At the F.A.R.M. Doug was demonstrating the process of composting. He and the campers walked over to a large plastic bin, its lid a layer of burlap. “I didn’t even know this was here,” said a camper, assuming that any process involving decomposed vegetables would be cloistered far away where no one could be accosted by its stench. But only when you put your nose over the container itself could you detect the mild but odiferous soup of decay.

Doug then showed them who was responsible for breaking down all of that soggy chaff and detritus so quickly and stenchlessly: soldier flies. He shoveled some of the grubs in by the trowel full and then held them in his hand, offering a closer inspection. They leaned in.

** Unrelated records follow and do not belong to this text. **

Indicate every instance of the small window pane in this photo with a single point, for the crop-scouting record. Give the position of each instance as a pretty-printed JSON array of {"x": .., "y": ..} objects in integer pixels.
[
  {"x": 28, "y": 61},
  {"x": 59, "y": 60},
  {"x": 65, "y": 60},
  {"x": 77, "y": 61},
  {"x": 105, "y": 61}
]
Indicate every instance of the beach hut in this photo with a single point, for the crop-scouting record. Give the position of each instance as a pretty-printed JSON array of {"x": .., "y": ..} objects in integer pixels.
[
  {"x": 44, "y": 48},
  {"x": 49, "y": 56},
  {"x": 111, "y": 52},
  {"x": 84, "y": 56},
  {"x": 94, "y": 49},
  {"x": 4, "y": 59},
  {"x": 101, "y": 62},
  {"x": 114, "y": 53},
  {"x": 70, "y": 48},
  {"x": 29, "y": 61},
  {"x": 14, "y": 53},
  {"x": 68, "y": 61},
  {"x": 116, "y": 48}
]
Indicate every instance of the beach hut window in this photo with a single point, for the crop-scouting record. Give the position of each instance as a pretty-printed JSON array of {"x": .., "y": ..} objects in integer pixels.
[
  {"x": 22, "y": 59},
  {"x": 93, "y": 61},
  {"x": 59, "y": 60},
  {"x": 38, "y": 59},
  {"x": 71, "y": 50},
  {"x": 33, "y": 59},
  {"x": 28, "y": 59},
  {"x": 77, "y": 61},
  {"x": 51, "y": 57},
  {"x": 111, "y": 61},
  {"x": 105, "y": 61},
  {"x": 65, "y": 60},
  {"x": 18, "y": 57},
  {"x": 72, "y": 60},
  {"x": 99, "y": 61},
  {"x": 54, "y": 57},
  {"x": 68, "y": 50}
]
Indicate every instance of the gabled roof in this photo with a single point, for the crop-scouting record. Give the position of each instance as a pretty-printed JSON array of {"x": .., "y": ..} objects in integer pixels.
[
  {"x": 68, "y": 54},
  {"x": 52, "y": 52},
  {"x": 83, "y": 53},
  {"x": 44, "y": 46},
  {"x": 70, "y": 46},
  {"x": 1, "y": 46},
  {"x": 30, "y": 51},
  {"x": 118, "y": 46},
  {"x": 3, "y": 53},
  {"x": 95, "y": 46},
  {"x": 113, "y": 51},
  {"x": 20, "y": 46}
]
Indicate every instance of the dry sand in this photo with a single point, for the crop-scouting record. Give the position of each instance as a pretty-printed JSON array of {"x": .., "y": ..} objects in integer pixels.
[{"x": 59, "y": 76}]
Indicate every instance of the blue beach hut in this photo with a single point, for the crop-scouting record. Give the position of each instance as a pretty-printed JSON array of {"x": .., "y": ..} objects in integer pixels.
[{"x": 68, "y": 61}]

Most of the onlooking faces expressed an irrefutable “ew,” but beneath their prejudiced disgust was an underlayment of curiosity. Doug poured them into a volunteer’s cupped hands and, to his self-startling amusement, his scrunched face turned into a smile as the writhing throng of grubs rioted harmlessly in his palms. A smile spread across the group that bubbled into full-fledged laughter. Now others wanted to hold some too. He reached over the edge and cast the larvae evenly over the bottom of the bin. “Why do they try to crawl through my fingers?” he asked, still smiling. “They’re looking for someplace dark to go,” Doug said. “It’s just what they do.” Soon they were asking all kinds of questions: “How much can they eat? How long do they live? What do they do when they hatch?”

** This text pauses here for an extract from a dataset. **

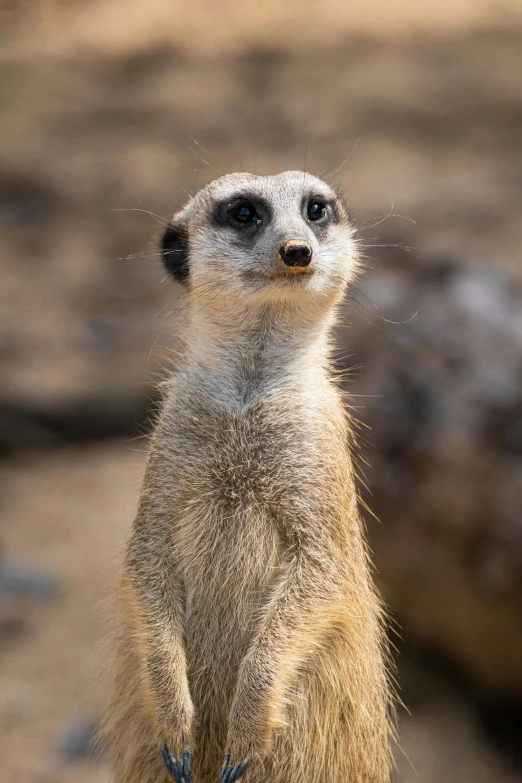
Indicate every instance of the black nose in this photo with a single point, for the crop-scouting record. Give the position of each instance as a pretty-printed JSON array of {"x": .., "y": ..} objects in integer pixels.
[{"x": 295, "y": 252}]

A kind of door was thrown open. Quickly they took to the handles of rakes and shovels and wheelbarrows (either from inspiration or simply to replace the wriggling sensation with something…less wriggly) and began working in the garden area: cutting furrows for drainage, stacking rocks for a new partition, moving soil and shaping it into bed rows.

While Helena from Shakespeare’s play was speaking more on romance than on soldier flies and salamanders, the activities at camp are a perfectly suitable landing for the notion. It can be read as an invitation to step out of your comfort zone, to not lay so much confidence on your eyes but rather place it on what you learn, be it of flies, or salamanders, or of each other.